Synopsis: The romantic and coming-of-age misadventures of a 13-year-old American living in Germany. (Source)
“Youth isn’t a stage in life but an attitude”, someone says very early on in Morris From America. It’s a statement that best sums up director Chad Hartigan’s exploration of adolescent confusion, self-discovery and first love. Set to the ebb-and-flow of old school hip-hop, the film is a surefire crowdpleaser, replacing the violence and machismo stereotypically ascribed to the genre with a heartfelt father-and-son story surging with energy and tons of laughs. Markees Christmas and Craig Robinson are dynamite together, a new duo for the ages who personify the film’s fish-out-water ideas with authenticity and charisma. Though the film doesn’t stray far from most films of its type, its a smart perspective that’ll put a giant grin on your face, and is relevant now more than ever.
When we first meet 13-year old Morris Gentry (Markees Christmas), he’s being grounded by his father Curtis (Craig Robinson) for not seeing eye-to-eye with one of his father’s favorite hop-hop tracks. Of course, the punishment is only half-genuine, and soon Curtis is whisking Morris away so that two can go get ice cream. As it turns out, the pair are outsiders and each other’s only source of normalcy as immigrants in Heidelberg, Germany, where Curtis coaches soccer. For the most part, Morris is used to being on his own, a pair of headphones perpetually in his ears, until one day his German tutor Inka (Carla Juri) encourages him to socialize at a local park program. Once there, he finds that he has strange feelings for an older girl, one who quickly bonds with him but keeps herself oddly at a distance. As Morris comes to blows with the alien world around him, he also learns the importance of self-worth, seeking refuge in his rhymes and a father who’s incapable of giving up on him.
Taking a story we’re familiar with and setting it abroad, Hartigan’s film gains new context and works from numerous angles. Morris’ story is a rich one that gives Hartigan a chance to cover all the bases, from racial discrimination, bullying, escape and expression through art, unrequited love and even the importance of being able to make our own mistakes. Everything’s always worse when we’re younger and can’t see the bigger picture, and this film is great at blending that angst through the rhythm and rebellion of hip-hop. The story’s heart, however, is Morris and Curtis’ relationship, with tough parenting decisions which mirror Morris’ own coming-of-age. In fact, one of the film’s best moments comes from the disconnect between Morris’ tough-guy rhymes and their innate dishonesty – he gets put in check by his father, not because of their naively graphic nature, but because they aren’t true to the life he’s lead. Spinning hilarious Jay-Z impressions, playful banter and Morris’ own budding sexual curiosity into a blend of painfully hilarious misadventures, the film is bound to please whether you come for the music, laughs or sincere look at growing up.

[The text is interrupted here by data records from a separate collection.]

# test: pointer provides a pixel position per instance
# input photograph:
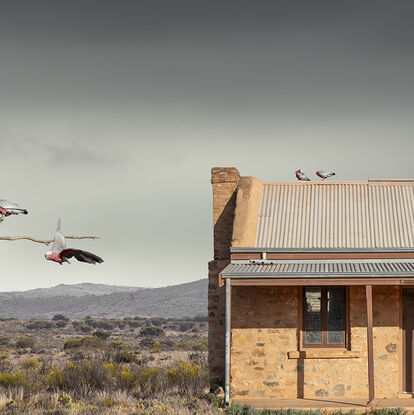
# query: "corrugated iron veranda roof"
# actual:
(320, 269)
(370, 214)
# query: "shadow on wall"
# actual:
(223, 230)
(264, 307)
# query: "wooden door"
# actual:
(408, 331)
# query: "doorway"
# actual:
(408, 331)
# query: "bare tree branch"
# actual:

Aside from a smart script and stylish direction, the film also benefits from the charm of its ensemble. As Morris himself, Christmas is a swirling cocktail of sincerity and innocence. The film’s naturalism comes from him, and he is great at immersing us into his foreign surroundings and state of mind. There’s also a youthful mischievousness to him that makes us want to never leave his side – we honestly just want to hang out with him no matter what. As Morris’ dad Curtis, Craig Robinson shines in a dramatic turn. He’s still really funny, but Robinson perfectly encapsulates the film’s conflicts as a single father who is in over his head. Adding a patience and understanding to the character that’s absent from most roles of this type, Robinson makes him a genuinely good guy who just wants the best for his son, showing nuance and earned sensitivity. As Morris’ crush, Katrin, Lina Keller is another complex character who keeps us on the edge. She gets to take an archetype and give it new depth – we never can tell where her character is coming from, a testament to Keller’s ability to showcase fragility behind a cool exterior. Lastly, Carla Juri is noteworthy as Inka, Morris’ tutor who encourages him to really find his niche. Juri does a lot with a limited role, acting as a big sister type who looks after him with a nurturing, yet objective viewpoint.
To put it bluntly, I couldn’t be more in love with Morris From America. It sweeps us up, renders us helpless against its charm and is just a complete joy to watch. There’s no way you can walk out of it and not be in the best mood, taking a cue from its musical influences to deliver a pulsing, lively look at staying true to ourselves in a world we don’t understand. Without being saccharine, the film is touching and emotionally genuine, a sharp antidote for a genre that usually wallows in darkness – you’ll be impressed by its range, cheering by the end and begging for more.